Glaucoma is a progressive eye disease that occurs when drainage canals within the eye become clogged or blocked. Fluid builds up within the eye, and the increasing pressure damages the optic nerve. It is the second leading cause of blindness in the United States and the primary cause of blindness among African Americans.

The most common form of glaucoma, accounting for more than 90% of all cases, is called open-angle glaucoma. In open-angle glaucoma, the drainage canals become clogged but are not blocked entirely. Because some fluid is still able to drain, people with this type of glaucoma may feel fine and not have any symptoms for years after the onset of the disease. Later on, patients will notice a loss of peripheral vision, or darkness and blurriness at the sides of their visual field. When they look straight at something, their vision will be as good as it ever was. Unfortunately, by this time, the glaucoma is already at a severe stage, and without treatment it can lead to complete blindness.

There are other, less common types of glaucoma. Angle-closure glaucoma is an acute form of glaucoma that comes on very suddenly. The drainage canals become blocked and pressure within the eye rises very rapidly. Patients will have a sudden loss of vision along with headaches or nausea. This type of glaucoma needs to be treated right away. Rarely, children can be born with glaucoma or develop it in infancy. Babies with glaucoma may shy away from bright lights, be irritable, or have poor appetites.

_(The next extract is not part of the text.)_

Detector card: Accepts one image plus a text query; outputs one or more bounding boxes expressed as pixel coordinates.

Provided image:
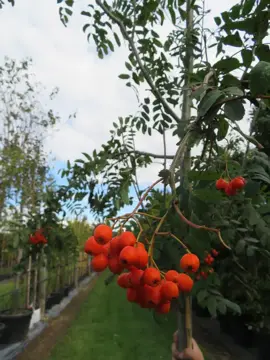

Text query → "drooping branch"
[96,0,181,123]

Because glaucoma most often does not have symptoms in the early stages, it is important to have regular eye exams to check for glaucoma, especially if you are at risk. High risk groups include African Americans, Latinos, people with diabetes, and anyone over age 60. An eye doctor can check for glaucoma in several different ways. A visual field test checks for loss of peripheral vision. A dilated eye exam allows the doctor to see the optic nerve and inspect it for damage. A test called tonometry, in which a tiny puff of air is blown at the eye, checks the pressure within the eye and screens specifically for glaucoma.

Once you have a diagnosis, treatment depends on the type and stage of glaucoma that you have. Most people with glaucoma treat it with medicated eye drops. These drops help decrease fluid production within the eye and increase drainage. If medications aren’t enough, another option is to have surgery to open up the drainage canals. Although surgery can halt the progression of glaucoma, it cannot restore vision that has already been lost to the disease.